Director: Abigail Anderson
Writers: Abigail Anderson, Mark Conway, Neil Haigh and Emily Murphy
Set Designers: Mandy Dike and Ben Rigby
Reviewer: Rosie Revell
Staged to coincide with the bicentennial of novelist Charles Dickens’ birth, this madcap comedy features just three actors, playing over 20 rôles in 80 minutes of brilliant but bonkers fun. Having previously thrilled audiences with hit shows, Is That A Bolt In Your Neck?, Grimm And Grimmer, and I’m an Aristocrat, Get Me Out of Here; Gonzo Moose returned to Harrogate with their trademark slapstick, semi improvisational verbal wit, satire and some well- placed puppetry. While not as frenetic as earlier offerings there were some excellent moments that delighted the audience of all ages.

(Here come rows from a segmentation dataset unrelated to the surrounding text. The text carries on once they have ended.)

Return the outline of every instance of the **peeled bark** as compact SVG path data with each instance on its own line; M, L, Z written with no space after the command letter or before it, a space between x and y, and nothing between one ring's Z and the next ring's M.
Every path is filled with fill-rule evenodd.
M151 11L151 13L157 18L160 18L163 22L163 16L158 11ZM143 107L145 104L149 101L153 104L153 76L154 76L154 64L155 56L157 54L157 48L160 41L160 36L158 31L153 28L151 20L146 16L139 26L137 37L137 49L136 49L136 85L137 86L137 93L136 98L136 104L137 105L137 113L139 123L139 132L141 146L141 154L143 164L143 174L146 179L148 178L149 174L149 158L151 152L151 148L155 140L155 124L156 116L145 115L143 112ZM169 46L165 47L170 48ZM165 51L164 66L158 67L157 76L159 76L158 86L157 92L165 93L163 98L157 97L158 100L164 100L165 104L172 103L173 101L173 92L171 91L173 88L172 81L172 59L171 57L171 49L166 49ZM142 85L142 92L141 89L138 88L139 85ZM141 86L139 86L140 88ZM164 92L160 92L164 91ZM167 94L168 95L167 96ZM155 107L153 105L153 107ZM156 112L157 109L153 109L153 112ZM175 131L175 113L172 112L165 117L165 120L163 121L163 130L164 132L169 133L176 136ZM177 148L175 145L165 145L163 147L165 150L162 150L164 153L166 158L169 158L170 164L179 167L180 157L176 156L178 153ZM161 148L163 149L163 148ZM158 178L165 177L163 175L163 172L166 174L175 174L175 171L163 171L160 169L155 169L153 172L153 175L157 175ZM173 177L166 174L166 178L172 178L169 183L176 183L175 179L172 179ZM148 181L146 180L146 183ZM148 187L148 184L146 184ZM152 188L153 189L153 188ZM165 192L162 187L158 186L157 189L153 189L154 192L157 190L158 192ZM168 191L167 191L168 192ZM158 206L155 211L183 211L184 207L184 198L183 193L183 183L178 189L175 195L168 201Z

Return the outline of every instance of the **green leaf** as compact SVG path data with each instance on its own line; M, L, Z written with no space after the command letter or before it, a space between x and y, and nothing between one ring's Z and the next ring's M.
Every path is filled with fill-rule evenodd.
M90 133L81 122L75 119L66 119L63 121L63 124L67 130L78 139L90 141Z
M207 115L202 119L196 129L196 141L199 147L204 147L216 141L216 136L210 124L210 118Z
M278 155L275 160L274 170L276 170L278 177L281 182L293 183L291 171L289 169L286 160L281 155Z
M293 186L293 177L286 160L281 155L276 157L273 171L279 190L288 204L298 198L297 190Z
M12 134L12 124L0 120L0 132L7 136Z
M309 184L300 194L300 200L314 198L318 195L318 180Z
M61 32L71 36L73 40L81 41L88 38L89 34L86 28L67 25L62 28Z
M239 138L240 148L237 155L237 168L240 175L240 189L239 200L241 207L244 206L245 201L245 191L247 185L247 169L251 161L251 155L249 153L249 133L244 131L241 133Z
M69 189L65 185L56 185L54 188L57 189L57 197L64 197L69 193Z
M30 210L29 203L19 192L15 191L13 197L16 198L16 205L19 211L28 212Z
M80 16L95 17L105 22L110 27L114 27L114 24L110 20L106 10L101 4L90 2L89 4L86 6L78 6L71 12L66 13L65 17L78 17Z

It’s 1834, young Charles Dickens is a rookie reporter for The Morning Chronicle having difficulty reporting just the facts in parliamentary reports. While investigating the foggy slums of Ye Olde London Towne Dickens accidentally stumbles on the story that could make his career. What follows is the adventure of a lifetime for Dickens involving organised crime, mistaken identities, grave robbing and pick pockets that help shapes him and his future literary career.
The cast, as always do an impressive job at breathing life into the 20 plus rôles. Some characters fall flat but some are gems such as Agatha (Emily Murphy) a good hearted chatterbox housekeeper and the competing undertakers (Mark Conway and Chris Porter) whose attempts to outdo each other with 2 for 1 offers, loyalty schemes and increasingly outlandish funerals.
The plot is a little uneven, taking a while to hit its stride. The second half is pacier and better constructed than the first. Some sketches do stand out, such as Pigeon Peg, which frames Dickens’ attempt to enter the lunatic asylum and the very funny puppet chase over the rooftops of London. The cast do an amazing job at keeping up with the numerous split second costumes changes and scenery movements. The set, designed by Mandy Dike and Mike Rigby is compact but amazing, a London rooftop scene that opens out to provide interiors, and then transforms to provide a thrilling and funny finale.
Gonzo Moose have created a lovely, funny, irreverent and very unique way to celebrate the 200 year anniversary of Charles Dickens’ birth; unfortunately it is just lacking the sparkle that could have made it truly special.